The spirit of collaboration abounds at Oberlin. Composition seminars include visits from artists in the departments of dance, theater, art, and creative writing. Composition majors write incidental music for plays and film, work with choreographers and video artists, and have even produced operas and musicals. Students are highly motivated. Huang Ruo, for instance, recently released a CD of nine original works, which features Oberlin student performers. Ruo also teaches a popular course, Composing Music, which is open to students of all levels, from both the College and the Conservatory.

Professors Tim Weiss and John Luther Adams conduct a forum for composition and performance majors. The course includes a wide range of processes: non-notated poetic scores involving on-the-spot group composition; traditionally composed scores for particular instruments; extended instrumental techniques; and allow for in-depth collaborations. Composers will perform, and performers compose.

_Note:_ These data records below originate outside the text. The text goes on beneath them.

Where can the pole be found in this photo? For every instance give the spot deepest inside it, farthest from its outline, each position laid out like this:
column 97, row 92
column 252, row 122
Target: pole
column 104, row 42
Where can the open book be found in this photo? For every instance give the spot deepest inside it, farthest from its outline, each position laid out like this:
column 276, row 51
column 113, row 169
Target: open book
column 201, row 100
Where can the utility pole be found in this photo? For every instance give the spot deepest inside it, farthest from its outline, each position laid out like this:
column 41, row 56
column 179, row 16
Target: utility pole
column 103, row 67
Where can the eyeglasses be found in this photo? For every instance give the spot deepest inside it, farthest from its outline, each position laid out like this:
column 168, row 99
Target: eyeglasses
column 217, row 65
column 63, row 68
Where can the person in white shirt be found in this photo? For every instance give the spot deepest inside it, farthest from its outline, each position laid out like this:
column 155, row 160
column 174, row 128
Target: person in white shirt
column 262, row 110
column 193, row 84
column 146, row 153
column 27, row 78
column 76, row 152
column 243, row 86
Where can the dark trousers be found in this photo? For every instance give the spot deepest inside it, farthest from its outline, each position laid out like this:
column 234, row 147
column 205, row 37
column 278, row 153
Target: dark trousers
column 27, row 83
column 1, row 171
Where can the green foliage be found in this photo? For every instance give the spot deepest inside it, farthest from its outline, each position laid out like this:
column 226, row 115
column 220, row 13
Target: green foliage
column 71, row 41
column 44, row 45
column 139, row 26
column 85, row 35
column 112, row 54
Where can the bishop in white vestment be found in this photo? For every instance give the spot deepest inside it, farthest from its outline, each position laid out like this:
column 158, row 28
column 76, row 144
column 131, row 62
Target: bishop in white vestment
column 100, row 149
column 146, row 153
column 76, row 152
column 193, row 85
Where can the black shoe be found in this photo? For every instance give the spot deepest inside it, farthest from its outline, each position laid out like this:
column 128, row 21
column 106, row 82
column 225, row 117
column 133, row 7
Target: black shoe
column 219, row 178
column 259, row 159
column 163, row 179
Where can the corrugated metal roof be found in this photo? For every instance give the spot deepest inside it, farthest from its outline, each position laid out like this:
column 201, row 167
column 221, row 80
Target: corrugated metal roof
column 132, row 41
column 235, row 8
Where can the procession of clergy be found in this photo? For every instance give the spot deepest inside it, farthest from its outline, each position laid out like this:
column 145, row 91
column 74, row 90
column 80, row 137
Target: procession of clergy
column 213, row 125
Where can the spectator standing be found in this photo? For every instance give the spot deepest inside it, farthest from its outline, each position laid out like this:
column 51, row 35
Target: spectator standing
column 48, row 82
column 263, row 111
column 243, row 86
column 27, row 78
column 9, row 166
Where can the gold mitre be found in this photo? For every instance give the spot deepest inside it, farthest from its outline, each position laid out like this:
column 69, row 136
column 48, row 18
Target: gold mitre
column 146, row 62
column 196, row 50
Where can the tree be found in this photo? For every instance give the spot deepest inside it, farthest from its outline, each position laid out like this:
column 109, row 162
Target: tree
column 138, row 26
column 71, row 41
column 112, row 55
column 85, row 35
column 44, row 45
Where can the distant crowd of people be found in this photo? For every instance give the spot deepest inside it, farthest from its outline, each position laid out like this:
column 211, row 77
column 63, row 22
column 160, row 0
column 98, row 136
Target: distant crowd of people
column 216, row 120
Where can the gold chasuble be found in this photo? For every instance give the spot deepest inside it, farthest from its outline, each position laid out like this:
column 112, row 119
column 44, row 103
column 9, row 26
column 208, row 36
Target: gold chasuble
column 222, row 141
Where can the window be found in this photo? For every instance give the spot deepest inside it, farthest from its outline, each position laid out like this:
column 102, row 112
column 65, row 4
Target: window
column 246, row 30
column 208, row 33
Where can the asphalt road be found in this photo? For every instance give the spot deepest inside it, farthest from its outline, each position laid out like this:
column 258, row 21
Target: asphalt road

Another course, the Craft of Composition, is designed for students not majoring in composition.

Another forum for collaboration, “art-haus,” is a monthly gathering that brings together Oberlin artists from all disciplines. Currently, many collaborations are ad hoc – students create them on their own. However, Oberlin is establishing a chair for the “emerging” arts that will be a formal catalyst for interdisciplinary collaboration between artists at Oberlin.

Although there is not an actual requirement for student performers to play new music, students are doing it, and in a big way. Performers seem to view it as chic to play new music. Even at this early stage in their careers some already consider themselves to be new music specialists. Flute student, Claire Chase, for instance, launched a project to expand the flute repertory and as a result of that effort won the 1999 Presser Music Award.

Electronic music major Joshua McFadden and composition/geology major Jim Altieri are investigating music and the Internet with research scientists at AT&T Labs. New Technologies and new recording techniques for live webcasts are being studied, and AT&T may release music from Oberlin as a trial for this new technology, including a possible CD ROM and DVD project featuring the music of John Luther Adams.

Considering Oberlin’s dedication to new music, it is not a surprise that the school reaches out to community and attempts to foster new audiences. One good example of this is an annual workshop in electronic/computer music designed for high school students, teachers, and amateur and professional musicians.

Oberlin student composers have won such prestigious competitions as the BMI and ASCAP awards, and have received fellowships from the Fulbright, Guggenheim, and other foundations. Two Oberlin graduates, George Walker and Christopher Rouse, have gone on to win Pulitzer Prizes in music composition. Oberlin graduates have also played key roles in the creation of important new music groups: Laura Kaminsky founded Musicians Accord; John Kennedy and Charles Wood established Essential Music; Allan Otte and James Culley founded Percussion Group Cincinnati, which currently coaches another important new music group that began at Oberlin, eighth blackbird, the only group dedicated to new music that has won the First Prize at the prestigious Concert Artists Guild International Competition.